Script codes in RFC 3066

John Cowan jcowan at
Wed Apr 9 14:12:44 CEST 2003

Caoimhin O Donnaile scripsit:

> I appreciate that.  My feeling, though, without being any kind of
> expert on the subject, is that the long term aim should be for
> a system of atomic (unstructured) codes together with an online
> database giving:
>   - hierarchic information for all extant codes

What kind of hierarchic information are you referring to: below the language
level (like en-us vs. en-ie) or above it?  If the latter, I agree; there is
no need to tag that.  But it is useful to see at once that en-us and en-ie have
some degree of interoperability (if we met, I'd probably understand your
English) which is appropriately expressed by a tag hierarchy.

> The database would thus enable searches for "all pages/records/books
> to do with Celtic languages, surviving or extinct", even though the
> classifications and codes for extinct Celic languages such as
> Gaulish and Leptonic may change as scholarship progresses.

This sounds like you mean "above the language level".  This is fine with
me: cel-gaulish rather than just gaulish is simply a concession to backward
compatibility, not any kind of principle.
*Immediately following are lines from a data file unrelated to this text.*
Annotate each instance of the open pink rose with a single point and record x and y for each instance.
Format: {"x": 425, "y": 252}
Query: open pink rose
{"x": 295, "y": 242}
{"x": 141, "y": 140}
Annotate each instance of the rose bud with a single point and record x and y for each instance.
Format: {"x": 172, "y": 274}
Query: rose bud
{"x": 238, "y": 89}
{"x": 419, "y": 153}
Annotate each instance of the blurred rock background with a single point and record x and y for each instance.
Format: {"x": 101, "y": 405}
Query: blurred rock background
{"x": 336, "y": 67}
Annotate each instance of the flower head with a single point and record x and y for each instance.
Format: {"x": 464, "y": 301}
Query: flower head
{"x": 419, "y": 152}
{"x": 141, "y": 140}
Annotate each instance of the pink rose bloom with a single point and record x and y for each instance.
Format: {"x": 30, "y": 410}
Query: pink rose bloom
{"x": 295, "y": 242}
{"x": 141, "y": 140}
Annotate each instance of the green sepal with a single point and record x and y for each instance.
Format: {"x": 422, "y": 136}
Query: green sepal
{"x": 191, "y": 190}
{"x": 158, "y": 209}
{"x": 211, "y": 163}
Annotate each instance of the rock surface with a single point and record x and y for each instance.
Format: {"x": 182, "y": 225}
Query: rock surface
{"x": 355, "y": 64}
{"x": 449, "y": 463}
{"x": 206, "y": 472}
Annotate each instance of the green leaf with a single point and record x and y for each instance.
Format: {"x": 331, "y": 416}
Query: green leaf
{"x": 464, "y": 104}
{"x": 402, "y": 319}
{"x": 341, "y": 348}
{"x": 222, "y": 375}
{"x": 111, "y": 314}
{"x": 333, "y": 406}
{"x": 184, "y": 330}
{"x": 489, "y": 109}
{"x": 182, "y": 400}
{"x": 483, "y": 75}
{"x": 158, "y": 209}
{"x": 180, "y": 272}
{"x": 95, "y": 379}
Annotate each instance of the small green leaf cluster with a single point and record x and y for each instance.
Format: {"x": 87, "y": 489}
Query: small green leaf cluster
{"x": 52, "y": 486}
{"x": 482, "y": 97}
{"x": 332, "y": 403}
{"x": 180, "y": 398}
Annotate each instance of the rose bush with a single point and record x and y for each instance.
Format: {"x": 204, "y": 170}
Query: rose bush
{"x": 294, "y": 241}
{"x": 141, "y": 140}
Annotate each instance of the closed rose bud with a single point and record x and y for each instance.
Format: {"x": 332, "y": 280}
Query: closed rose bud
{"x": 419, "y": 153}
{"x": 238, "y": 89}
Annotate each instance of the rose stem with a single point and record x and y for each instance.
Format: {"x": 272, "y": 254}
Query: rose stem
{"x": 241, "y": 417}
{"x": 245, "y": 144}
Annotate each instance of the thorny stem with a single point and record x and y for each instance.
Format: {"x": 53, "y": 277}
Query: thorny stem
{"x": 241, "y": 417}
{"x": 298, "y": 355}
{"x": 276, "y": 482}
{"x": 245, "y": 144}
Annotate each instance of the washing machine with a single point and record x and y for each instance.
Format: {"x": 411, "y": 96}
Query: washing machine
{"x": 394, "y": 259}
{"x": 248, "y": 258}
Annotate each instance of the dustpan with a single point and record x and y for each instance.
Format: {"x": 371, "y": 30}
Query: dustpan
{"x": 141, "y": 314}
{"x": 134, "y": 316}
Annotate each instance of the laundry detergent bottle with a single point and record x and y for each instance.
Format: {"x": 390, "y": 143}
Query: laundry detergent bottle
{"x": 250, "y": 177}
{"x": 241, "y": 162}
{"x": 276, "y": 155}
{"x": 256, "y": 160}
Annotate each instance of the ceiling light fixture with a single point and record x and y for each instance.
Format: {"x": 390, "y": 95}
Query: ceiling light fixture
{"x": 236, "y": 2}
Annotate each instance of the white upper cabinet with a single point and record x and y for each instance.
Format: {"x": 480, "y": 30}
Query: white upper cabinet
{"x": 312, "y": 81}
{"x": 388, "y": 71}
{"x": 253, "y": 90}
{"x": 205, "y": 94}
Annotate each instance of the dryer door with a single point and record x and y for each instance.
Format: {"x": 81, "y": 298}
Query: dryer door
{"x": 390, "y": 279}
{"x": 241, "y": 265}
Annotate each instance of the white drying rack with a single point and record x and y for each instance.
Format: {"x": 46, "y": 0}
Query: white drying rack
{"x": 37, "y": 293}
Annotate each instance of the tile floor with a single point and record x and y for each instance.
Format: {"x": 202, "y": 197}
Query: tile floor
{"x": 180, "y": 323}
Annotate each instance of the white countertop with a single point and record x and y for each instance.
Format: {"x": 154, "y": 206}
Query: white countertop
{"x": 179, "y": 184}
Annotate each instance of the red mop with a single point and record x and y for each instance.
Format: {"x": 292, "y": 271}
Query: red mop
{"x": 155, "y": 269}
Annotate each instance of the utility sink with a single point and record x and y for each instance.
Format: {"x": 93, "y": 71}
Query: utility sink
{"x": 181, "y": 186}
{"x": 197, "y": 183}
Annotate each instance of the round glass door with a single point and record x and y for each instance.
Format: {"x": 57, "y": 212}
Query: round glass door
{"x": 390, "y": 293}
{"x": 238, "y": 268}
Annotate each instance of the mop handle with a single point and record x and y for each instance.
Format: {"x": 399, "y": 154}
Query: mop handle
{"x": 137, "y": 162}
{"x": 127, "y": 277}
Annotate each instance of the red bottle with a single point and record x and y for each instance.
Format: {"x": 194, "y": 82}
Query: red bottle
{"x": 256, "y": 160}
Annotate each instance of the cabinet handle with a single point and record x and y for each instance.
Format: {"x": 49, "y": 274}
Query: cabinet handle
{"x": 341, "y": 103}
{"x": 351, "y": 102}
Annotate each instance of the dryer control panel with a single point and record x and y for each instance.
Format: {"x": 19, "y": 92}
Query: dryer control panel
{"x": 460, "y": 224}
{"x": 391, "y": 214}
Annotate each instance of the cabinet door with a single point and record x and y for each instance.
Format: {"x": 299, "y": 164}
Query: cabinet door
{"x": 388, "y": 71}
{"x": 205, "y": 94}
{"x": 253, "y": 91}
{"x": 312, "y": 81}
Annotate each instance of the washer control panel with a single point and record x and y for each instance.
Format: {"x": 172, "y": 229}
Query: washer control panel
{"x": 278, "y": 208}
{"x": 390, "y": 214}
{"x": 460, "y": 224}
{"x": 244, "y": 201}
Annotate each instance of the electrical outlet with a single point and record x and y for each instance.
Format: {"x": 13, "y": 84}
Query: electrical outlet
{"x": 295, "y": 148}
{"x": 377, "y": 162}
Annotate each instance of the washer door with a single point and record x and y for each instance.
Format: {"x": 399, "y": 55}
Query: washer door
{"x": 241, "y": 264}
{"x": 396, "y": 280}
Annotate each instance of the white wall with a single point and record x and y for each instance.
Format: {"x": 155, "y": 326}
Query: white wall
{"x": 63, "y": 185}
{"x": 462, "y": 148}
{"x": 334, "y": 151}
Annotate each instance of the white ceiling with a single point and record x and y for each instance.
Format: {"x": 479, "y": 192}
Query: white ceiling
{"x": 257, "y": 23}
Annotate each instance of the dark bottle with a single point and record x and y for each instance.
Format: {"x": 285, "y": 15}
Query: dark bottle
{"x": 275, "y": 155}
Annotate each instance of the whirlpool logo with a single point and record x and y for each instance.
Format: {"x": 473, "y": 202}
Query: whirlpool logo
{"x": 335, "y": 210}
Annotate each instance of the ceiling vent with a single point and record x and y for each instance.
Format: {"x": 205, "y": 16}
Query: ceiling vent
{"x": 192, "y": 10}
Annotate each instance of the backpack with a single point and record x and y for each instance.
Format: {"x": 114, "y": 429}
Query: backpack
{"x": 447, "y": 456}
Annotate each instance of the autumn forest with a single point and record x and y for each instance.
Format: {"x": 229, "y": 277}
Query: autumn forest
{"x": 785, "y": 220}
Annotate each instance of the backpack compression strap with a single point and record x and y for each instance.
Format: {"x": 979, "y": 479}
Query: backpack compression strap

> It sounds as if 3-character codes for languages would probably
> suffice, especially if numbers were allowed ("en1" for "Old English;
> "en3" for Middle English, etc?), but the lack of room in the codespace
> would mean that in many cases they would not be very mnemonic.
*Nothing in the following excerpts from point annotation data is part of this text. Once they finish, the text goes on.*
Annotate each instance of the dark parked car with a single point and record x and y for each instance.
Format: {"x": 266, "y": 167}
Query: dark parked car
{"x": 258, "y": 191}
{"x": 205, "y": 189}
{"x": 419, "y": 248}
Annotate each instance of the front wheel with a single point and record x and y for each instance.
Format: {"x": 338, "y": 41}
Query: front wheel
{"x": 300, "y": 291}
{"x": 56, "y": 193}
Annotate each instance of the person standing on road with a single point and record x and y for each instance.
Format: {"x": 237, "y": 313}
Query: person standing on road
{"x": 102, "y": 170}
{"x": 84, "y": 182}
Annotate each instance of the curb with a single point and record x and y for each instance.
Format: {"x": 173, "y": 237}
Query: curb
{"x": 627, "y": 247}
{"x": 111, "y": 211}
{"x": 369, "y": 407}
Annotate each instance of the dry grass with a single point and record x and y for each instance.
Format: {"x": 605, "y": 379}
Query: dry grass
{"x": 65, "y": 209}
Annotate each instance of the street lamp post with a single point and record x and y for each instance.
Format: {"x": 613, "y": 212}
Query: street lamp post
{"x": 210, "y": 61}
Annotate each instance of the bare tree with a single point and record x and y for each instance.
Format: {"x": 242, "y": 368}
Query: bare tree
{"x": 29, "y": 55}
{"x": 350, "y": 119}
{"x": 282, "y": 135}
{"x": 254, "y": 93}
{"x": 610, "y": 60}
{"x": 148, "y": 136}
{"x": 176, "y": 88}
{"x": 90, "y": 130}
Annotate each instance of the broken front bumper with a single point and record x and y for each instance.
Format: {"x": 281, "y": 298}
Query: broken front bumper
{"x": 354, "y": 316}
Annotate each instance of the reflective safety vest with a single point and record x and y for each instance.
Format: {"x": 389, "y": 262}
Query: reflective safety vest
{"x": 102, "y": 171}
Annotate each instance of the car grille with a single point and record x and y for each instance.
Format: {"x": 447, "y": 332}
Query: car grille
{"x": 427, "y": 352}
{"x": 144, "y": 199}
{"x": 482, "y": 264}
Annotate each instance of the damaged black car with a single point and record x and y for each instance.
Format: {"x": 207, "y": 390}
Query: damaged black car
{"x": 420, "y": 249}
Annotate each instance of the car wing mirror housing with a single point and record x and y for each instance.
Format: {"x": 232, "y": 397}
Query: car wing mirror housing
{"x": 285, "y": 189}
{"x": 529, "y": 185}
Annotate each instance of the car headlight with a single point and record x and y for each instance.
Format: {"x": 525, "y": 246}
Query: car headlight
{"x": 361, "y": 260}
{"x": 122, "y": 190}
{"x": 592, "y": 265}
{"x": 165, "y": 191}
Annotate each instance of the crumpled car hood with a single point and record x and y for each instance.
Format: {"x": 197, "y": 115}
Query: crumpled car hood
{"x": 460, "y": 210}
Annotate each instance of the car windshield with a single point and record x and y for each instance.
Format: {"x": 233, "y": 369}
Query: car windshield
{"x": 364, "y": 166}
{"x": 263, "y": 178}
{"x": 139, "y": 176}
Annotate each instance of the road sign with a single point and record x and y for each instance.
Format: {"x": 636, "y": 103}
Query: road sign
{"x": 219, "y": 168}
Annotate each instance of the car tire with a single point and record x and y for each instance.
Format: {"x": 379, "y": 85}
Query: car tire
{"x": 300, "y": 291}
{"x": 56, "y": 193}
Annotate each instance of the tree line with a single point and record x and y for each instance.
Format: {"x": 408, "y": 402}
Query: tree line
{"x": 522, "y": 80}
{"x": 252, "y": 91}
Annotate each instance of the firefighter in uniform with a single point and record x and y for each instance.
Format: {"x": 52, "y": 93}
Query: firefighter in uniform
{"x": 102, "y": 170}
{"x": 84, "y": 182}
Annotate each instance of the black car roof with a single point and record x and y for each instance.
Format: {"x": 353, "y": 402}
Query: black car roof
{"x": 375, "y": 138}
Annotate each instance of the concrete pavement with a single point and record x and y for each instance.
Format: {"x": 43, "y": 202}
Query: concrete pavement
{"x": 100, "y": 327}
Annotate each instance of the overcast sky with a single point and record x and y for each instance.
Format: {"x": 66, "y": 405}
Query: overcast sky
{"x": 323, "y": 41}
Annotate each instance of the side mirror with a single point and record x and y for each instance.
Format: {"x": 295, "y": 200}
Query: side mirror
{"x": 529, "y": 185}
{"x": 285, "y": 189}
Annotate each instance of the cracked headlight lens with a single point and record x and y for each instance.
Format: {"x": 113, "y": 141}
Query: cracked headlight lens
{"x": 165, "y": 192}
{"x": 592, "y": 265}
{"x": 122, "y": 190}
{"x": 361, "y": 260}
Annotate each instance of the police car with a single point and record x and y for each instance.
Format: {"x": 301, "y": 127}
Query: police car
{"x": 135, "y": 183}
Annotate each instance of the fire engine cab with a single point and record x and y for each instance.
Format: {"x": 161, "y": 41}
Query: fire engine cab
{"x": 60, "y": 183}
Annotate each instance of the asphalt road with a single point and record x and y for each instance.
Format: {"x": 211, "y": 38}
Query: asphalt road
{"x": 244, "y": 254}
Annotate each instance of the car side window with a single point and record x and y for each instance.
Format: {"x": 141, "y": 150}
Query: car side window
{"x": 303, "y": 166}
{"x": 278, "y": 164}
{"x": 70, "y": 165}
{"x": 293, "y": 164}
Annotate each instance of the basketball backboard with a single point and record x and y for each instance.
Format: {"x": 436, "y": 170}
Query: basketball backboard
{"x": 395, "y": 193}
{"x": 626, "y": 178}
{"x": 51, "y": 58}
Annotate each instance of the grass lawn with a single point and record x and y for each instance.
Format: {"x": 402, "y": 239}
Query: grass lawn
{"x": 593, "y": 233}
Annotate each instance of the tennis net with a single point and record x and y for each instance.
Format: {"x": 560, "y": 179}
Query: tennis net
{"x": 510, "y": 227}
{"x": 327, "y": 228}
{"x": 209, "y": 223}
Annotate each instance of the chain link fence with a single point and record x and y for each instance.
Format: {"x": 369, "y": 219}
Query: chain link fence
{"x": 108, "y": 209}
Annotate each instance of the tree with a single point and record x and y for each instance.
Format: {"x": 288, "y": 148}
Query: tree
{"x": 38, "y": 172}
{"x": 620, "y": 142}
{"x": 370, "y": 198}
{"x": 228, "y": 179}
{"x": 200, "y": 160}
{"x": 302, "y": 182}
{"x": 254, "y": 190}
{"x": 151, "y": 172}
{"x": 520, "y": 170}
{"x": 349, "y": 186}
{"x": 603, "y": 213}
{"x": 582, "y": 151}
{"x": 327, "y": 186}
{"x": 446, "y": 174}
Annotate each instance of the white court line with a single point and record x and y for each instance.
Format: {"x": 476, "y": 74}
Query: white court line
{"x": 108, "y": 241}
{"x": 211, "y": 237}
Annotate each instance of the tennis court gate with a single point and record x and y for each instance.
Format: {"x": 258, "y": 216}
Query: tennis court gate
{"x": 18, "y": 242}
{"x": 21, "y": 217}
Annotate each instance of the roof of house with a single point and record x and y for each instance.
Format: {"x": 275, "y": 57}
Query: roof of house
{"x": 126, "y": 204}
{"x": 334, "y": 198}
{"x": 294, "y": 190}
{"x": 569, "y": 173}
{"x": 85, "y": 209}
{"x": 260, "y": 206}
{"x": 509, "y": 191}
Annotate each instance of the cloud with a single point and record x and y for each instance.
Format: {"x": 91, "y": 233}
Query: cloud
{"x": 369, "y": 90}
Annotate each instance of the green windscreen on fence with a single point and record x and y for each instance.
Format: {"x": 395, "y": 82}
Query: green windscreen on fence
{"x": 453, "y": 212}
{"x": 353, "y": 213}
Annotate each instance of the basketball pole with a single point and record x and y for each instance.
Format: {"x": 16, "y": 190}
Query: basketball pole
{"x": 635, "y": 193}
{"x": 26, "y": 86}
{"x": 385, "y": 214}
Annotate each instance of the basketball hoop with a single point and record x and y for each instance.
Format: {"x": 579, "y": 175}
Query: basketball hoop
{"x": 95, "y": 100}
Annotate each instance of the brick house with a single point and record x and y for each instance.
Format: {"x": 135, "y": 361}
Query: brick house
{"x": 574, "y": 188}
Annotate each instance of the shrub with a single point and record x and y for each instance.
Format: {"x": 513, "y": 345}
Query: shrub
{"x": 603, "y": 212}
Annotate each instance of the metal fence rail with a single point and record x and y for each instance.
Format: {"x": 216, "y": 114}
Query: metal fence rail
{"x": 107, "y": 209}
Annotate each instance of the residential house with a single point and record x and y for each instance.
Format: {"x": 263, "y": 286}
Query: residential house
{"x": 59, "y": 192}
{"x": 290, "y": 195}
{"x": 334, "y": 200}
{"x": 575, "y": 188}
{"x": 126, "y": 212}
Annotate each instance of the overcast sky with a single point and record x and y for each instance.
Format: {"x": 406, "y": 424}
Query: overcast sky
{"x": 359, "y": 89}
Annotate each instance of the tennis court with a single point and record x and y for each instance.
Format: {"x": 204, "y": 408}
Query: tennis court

Agreed.  But there's not much mnemonic about existing Ethnologue codes.
Who'd guess ZPH for Totomachapan Zapoteco, or XML for Malaysian Sign Language?

> It seems to me that it would be a bad idea to have separate codespaces
> for living and extinct languages - Otherwise you get into arguments
> about whether languages such as Cornish, Manx, Classical Latin, and
> Medieval Latin are extinct or alive.